CrossTrace: A Cross-Domain Dataset of Grounded Scientific Reasoning Traces for Hypothesis Generation
New dataset of 1,389 reasoning traces helps AI models generate novel scientific hypotheses across domains.
Researchers have introduced CrossTrace, a groundbreaking dataset designed to train AI models in scientific hypothesis generation. Created by Andrew Bouras, this collection contains 1,389 detailed reasoning traces that document the step-by-step logical progression from established knowledge to novel scientific hypotheses across biomedical research (518 traces), AI/ML (605 traces), and cross-domain work (266 traces). Each trace follows a structured Input/Trace/Output schema that extends the Bit-Flip-Spark framework, with every reasoning step explicitly grounded in source paper text to prevent fabrication.
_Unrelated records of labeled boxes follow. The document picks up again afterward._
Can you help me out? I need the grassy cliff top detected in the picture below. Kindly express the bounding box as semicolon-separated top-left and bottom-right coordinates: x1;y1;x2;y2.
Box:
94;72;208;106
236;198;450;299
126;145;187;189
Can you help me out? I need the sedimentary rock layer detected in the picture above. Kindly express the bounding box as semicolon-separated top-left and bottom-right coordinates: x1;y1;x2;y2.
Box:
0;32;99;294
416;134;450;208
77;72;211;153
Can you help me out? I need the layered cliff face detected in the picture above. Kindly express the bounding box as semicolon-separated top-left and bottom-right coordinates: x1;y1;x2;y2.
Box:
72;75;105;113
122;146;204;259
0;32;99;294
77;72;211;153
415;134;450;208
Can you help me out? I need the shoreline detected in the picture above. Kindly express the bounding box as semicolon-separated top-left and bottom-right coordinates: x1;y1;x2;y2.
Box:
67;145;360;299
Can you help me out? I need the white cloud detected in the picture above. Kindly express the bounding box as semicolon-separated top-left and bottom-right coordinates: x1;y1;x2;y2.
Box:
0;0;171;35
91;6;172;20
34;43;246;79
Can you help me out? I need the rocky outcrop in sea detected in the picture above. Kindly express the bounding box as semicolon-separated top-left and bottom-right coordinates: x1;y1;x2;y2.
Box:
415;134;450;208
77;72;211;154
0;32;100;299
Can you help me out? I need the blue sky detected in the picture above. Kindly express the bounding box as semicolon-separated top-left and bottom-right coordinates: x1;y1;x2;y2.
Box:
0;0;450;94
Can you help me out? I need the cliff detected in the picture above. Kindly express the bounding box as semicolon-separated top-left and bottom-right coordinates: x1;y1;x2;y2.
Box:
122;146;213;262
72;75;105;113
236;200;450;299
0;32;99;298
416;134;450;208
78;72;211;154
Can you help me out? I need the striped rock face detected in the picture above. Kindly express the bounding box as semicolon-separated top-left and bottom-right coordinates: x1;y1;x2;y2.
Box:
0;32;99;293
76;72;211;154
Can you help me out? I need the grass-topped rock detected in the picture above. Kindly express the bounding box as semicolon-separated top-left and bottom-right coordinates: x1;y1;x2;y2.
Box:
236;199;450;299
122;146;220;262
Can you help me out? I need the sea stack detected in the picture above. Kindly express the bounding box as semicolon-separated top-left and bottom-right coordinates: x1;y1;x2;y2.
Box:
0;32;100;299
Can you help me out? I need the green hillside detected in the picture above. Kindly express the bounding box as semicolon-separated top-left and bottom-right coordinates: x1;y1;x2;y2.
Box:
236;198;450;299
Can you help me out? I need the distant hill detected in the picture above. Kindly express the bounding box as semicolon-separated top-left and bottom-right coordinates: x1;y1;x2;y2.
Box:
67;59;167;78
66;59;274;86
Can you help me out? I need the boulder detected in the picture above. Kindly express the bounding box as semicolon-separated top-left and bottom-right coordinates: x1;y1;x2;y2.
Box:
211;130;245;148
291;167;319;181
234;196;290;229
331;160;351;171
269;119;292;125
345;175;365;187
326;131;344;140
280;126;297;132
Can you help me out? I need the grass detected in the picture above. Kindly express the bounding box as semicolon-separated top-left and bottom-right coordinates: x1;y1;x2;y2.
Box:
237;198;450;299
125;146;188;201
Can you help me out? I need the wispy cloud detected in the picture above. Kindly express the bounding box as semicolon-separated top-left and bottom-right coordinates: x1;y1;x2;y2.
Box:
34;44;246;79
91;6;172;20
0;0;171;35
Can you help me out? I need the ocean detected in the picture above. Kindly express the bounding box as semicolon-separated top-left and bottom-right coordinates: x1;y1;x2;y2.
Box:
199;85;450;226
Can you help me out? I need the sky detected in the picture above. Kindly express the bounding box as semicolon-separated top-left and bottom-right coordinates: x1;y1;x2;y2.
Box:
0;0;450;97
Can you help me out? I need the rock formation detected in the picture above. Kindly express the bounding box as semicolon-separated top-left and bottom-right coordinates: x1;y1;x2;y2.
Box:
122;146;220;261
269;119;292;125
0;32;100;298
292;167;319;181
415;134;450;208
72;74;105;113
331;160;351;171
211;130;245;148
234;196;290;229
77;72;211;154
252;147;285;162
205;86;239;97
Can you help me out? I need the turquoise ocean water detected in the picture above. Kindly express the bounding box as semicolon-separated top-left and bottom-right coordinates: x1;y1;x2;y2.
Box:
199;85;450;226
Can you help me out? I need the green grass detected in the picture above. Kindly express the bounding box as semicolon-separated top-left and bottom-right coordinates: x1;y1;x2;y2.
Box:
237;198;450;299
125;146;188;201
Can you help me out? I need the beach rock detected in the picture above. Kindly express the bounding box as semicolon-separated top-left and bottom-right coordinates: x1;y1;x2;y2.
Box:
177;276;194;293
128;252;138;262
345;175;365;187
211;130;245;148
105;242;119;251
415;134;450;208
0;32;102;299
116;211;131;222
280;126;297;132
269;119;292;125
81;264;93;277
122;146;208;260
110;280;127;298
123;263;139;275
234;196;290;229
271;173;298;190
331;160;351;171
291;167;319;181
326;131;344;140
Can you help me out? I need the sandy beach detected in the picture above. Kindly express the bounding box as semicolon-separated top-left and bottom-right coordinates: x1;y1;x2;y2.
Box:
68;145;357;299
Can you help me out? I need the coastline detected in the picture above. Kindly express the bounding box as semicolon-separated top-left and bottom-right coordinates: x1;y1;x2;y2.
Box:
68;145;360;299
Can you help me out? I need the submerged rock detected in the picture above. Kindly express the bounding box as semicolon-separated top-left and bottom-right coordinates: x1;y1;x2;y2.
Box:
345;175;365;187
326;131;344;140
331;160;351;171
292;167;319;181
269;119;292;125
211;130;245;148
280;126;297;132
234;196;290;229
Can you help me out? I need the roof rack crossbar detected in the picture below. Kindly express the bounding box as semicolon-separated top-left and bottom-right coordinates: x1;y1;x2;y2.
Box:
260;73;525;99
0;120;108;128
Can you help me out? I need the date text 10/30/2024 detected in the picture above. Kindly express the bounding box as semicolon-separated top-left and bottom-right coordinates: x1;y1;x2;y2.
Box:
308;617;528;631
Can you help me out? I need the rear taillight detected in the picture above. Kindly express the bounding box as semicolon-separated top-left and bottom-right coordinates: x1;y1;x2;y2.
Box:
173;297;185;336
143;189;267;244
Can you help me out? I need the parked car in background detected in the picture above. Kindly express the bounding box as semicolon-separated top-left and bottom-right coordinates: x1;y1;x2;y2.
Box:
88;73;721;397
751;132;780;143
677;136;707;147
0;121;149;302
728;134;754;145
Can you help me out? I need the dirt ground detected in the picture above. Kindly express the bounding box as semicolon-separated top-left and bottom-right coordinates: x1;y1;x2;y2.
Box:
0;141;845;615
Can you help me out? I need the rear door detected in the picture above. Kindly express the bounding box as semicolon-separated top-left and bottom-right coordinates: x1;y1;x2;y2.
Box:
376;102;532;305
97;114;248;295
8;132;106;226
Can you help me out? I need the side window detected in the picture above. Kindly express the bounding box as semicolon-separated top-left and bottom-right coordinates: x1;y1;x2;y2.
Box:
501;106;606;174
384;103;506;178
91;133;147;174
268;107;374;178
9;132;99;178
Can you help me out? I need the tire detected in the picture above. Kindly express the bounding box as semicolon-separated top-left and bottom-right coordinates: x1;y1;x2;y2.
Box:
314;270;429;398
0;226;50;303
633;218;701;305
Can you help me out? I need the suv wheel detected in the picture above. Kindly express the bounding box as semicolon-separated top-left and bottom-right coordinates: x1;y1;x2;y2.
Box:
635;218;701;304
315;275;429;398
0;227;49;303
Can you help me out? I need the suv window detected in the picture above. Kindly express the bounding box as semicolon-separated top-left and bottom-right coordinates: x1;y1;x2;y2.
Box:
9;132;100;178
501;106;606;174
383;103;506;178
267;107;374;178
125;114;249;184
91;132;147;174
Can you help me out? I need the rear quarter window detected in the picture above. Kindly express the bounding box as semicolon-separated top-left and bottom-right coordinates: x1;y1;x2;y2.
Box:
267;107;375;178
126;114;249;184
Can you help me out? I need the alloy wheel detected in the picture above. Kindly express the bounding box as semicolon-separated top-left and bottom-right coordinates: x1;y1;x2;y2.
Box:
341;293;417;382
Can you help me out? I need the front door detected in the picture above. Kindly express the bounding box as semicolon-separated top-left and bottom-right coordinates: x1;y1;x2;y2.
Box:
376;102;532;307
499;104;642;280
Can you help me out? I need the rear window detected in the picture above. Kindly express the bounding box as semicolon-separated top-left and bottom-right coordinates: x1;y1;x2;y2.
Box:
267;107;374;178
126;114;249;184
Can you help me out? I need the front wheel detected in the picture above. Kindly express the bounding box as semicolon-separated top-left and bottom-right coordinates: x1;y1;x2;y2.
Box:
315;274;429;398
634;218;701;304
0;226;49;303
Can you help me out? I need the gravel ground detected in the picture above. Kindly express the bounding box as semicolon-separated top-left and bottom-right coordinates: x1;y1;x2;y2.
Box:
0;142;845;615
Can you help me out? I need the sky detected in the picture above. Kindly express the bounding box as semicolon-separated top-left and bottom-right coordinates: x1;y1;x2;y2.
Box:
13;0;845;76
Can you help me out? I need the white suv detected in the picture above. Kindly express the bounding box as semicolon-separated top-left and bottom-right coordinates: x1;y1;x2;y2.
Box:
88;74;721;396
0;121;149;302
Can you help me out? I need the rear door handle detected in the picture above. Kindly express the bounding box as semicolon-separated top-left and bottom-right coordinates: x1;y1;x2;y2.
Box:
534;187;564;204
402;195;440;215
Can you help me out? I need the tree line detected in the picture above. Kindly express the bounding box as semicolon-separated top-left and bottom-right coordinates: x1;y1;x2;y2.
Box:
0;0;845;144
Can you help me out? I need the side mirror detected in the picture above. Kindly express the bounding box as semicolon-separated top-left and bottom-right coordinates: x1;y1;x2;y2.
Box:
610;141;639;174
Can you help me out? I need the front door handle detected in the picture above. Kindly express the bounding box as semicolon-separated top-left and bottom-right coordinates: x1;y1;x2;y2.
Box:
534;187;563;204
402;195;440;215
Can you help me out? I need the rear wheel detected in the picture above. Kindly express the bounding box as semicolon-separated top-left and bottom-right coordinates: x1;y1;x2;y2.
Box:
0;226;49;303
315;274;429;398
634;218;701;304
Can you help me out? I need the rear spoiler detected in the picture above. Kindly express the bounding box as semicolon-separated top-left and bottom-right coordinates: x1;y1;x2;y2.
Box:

When researchers fine-tuned the Qwen2.5-7B-Instruct model on CrossTrace using QLoRA, the results were dramatic. The model's IAScore (a measure of hypothesis quality) jumped from 0.828 to 0.968 when evaluated by GPT-4o, and structural compliance improved from 0% to 100%. Human validation of 150 records confirmed exceptional accuracy, with 99.7% step-level grounding and a 0.0% fabrication rate. Crucially, balanced cross-domain training outperformed single-domain approaches, demonstrating that scientific reasoning patterns transfer effectively between disciplines like biomedicine and computer science.
The dataset represents a significant advancement over previous resources, which were limited to single domains and lacked explicit reasoning traces. By capturing eight distinct discovery patterns and providing verifiable connections between prior knowledge and novel contributions, CrossTrace addresses a critical bottleneck in accelerating scientific research. The publicly available dataset and code enable other researchers to build upon this work, potentially leading to AI systems that can assist scientists in generating testable hypotheses across multiple fields.
- Contains 1,389 reasoning traces across biomedical (518), AI/ML (605), and cross-domain (266) research
- Fine-tuning Qwen2.5-7B-Instruct improved IAScore from 0.828 to 0.968 and achieved 100% structural compliance
- Human validation shows 99.7% step-level grounding accuracy with 0.0% fabrication rate
Why It Matters
Enables AI systems to assist scientists in generating novel, grounded hypotheses, potentially accelerating research breakthroughs across disciplines.